Stassi D, Post D, Satter M, Jackson M, Maine G
Pharmaceutical Products Division, Abbott Laboratories, Abbott Park, 1401 Sheridan Road, North Chicago, IL 60064, USA.
Appl Microbiol Biotechnol. 1998 Jun;49(6):725-31. doi: 10.1007/s002530051238.

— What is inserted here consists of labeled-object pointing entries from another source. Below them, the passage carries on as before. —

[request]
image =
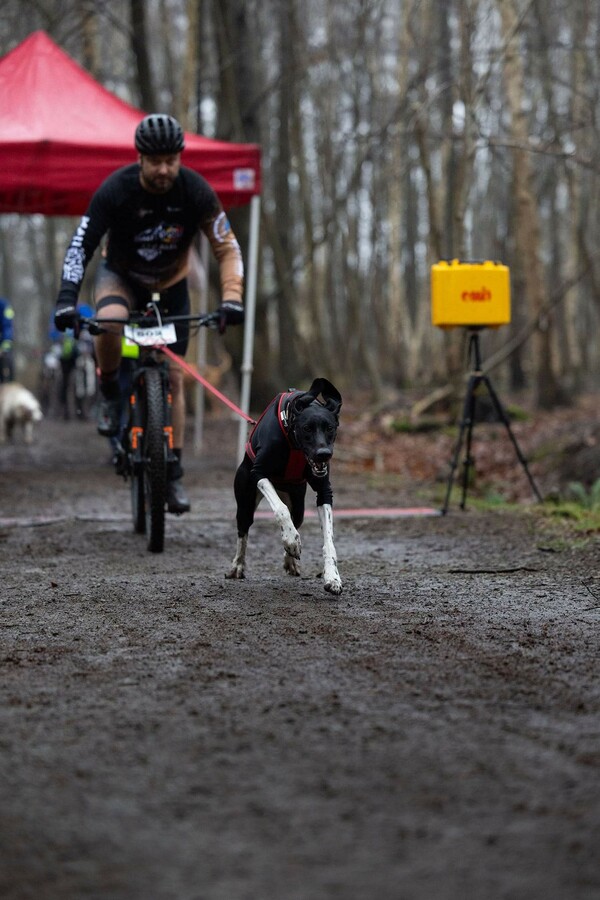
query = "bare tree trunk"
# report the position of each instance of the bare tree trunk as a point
(547, 392)
(139, 46)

The erythromycin producer, Saccharopolyspora erythraea ER720, was genetically engineered to produce 6,12-dideoxyerythromycin A, a novel erythromycin derivative, as the major macrolide in the fermentation broth. Inspection of the biosynthetic pathway for erythromycin would suggest that production of this compound could be achieved simply through the disruption of two genes, that encoding the erythromycin C-6 hydroxylase (eryF) and that encoding the erythromycin C-12 hydroxylase (eryK). The double mutant, however, was found to produce a mixture of 6,12-dideoxyerythromycin A and the precursor, 6-deoxyerythromycin D. Complete conversion to the desired product (to the limit of detection by TLC) was achieved by inserting an additional copy of the eryG gene, encoding the erythromycin 3"-O-methyltransferase and driven by the ermE* promoter, into the S. erythraea chromosome.

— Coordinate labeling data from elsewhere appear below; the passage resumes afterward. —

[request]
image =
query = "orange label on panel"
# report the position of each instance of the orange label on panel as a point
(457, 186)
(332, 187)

对红霉素产生菌糖多孢红霉菌ER720进行基因工程改造,使其产生一种新型红霉素衍生物6,12-二脱氧红霉素A作为发酵液中的主要大环内酯类化合物。对红霉素生物合成途径的研究表明,只需破坏两个基因,即编码红霉素C-6羟化酶的基因(eryF)和编码红霉素C-12羟化酶的基因(eryK),就可以实现该化合物的生产。然而,发现双突变体产生的是6,12-二脱氧红霉素A和前体6-脱氧红霉素D的混合物。通过将编码红霉素3"-O-甲基转移酶且由ermE*启动子驱动的eryG基因的额外拷贝插入糖多孢红霉菌染色体,实现了完全转化为所需产物(达到TLC检测极限)。